Overcoming the Barriers That Separate Us


News

By Hal Knight

I write at the end of an especially troubling week for America. Two African-American young men, one in Louisiana and one in Minnesota, were killed by white policemen in situations that should not have resulted in their deaths. In Dallas, Texas, which is considered to have one of the finest police departments in the nation, five policemen were murdered by an African American sniper, and others were wounded.
    
In Louisiana the man who was killed was selling CDs on a street corner. In Minnesota the man was in a car with his girlfriend and her four-year-old child, reaching for his wallet when he was shot. The cell phone video taken right after the shooting is extremely painful to watch. These two deaths fit the pattern of African American young men being killed by police in numbers far out of proportion to white young men stopped for similar offenses.
    
What was so deeply moving in the midst of the murders in Dallas was seeing police, out-gunned and vulnerable to the assault weapon used to target them, putting their lives in danger to move the crowd of peaceful demonstrators to safety. They would say they were just doing their jobs; I call it heroism.
    
It has just been over a year since a young white racist murdered nine members of Emmanuel African Methodist Episcopal Church in Charleston, South Carolina, hoping to start a race war. He had shown up at the church during an evening Bible study and was invited to attend. It was not only this horrific act that stunned the nation, but how grieving family members told the murderer that even though he caused them unbearable pain, they nonetheless forgave him.
    
It is easy enough to cite John Wesley on racial equality: “the African is in no respect inferior to the European” he wrote in his Thoughts Upon Slavery. But I believe Wesley has a deeper challenge for America today, and especially for Christians.
    
In speaking about concern for the poor in his sermon “On Visiting the Sick” Wesley observed “one great reason why the rich in general have so little sympathy for the poor is because they so seldom visit them.
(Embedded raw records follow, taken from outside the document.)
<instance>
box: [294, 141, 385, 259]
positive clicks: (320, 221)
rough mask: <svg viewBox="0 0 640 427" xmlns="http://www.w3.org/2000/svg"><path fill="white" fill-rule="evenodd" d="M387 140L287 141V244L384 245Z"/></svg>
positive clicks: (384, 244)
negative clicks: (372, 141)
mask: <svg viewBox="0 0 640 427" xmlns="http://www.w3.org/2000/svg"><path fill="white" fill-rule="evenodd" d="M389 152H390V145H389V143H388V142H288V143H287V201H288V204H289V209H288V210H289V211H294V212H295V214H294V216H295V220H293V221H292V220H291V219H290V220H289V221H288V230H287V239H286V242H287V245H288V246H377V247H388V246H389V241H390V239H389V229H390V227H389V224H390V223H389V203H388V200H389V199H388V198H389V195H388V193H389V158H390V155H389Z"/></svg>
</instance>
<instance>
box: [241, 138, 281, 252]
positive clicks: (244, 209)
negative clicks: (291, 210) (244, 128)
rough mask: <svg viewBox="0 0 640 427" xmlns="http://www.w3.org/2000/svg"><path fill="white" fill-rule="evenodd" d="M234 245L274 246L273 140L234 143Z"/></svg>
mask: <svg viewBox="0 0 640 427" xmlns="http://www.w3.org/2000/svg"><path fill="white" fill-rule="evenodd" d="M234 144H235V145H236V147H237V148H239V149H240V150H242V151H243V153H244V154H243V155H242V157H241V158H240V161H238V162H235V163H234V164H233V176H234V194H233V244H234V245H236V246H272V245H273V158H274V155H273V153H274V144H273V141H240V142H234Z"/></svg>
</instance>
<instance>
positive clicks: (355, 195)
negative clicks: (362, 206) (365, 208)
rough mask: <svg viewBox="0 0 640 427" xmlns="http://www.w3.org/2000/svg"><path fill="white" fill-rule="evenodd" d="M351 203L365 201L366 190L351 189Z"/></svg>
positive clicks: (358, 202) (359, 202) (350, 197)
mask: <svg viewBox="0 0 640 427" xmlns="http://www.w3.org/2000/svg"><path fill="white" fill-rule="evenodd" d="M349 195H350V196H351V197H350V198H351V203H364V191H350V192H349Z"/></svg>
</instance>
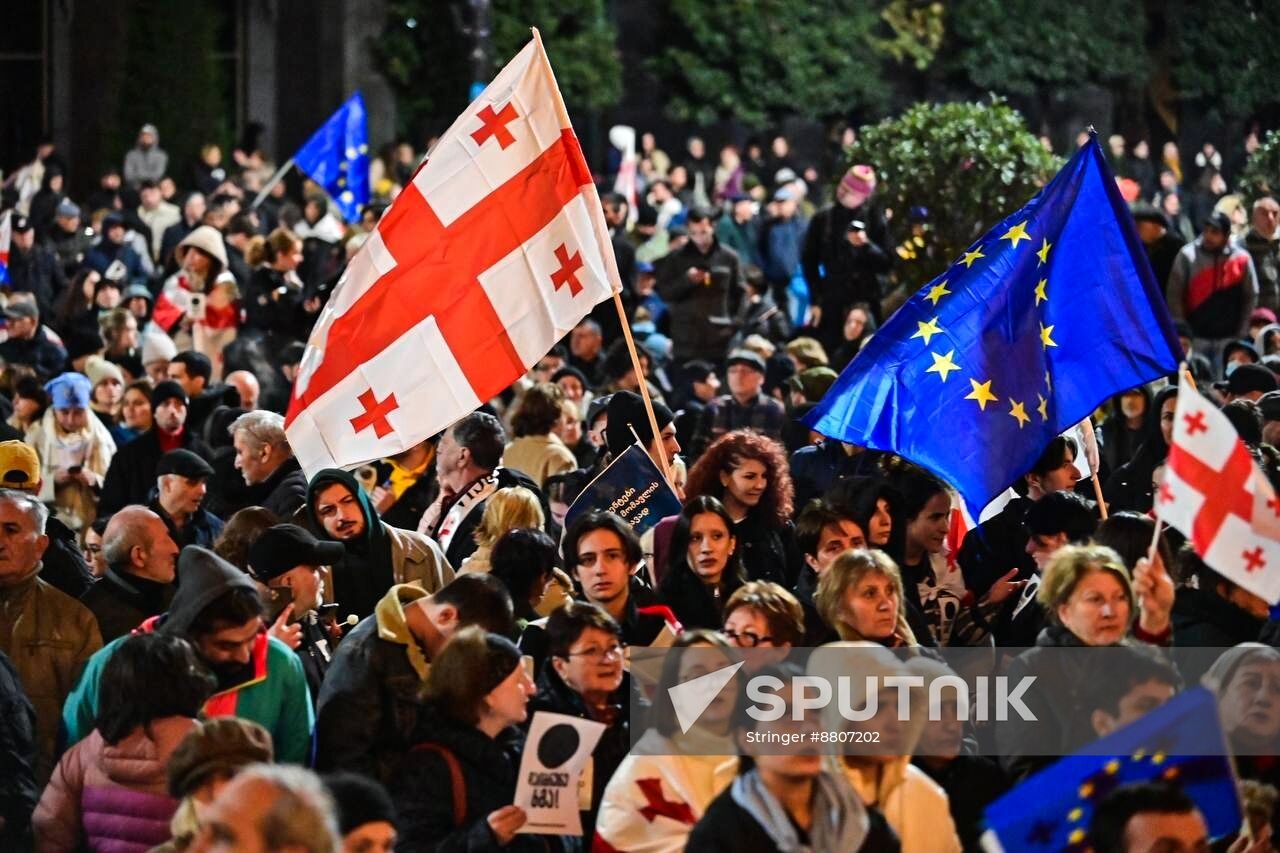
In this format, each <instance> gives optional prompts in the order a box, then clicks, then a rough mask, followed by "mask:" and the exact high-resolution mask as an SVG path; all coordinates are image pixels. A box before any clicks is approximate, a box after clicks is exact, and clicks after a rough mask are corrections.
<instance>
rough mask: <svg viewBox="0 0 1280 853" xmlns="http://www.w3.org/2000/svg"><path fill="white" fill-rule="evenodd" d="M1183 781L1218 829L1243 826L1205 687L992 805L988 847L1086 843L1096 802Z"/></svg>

Hence it is that...one part of the world does not know what the other suffers. Many of them do not know, because they do not care to know: they keep out of the way of knowing it—and then plead their voluntary ignorance as an excuse for their hardness of heart.”
    
In America today people tend to live in neighborhoods with people much like themselves. They share common outlooks and sources of information and reinforce their perspectives and prejudices largely by only talking among themselves. As a multitude of studies show, this isolation makes it difficult to understand where others unlike ourselves are coming from. One part of our world indeed does not know what the other suffers.
    
Could it be that one essential task for the church today is to overcome the barriers that separate us? Can we find ways to truly listen to one another and to discover what persons different than us face every day, what they fear and what they hope for? Whether it is an African American parent, the spouse of a police officer, or anyone else, until we learn to see life from their perspective as well as our own we will be unable to truly love them as our neighbor, much less address those issues that should concern us all.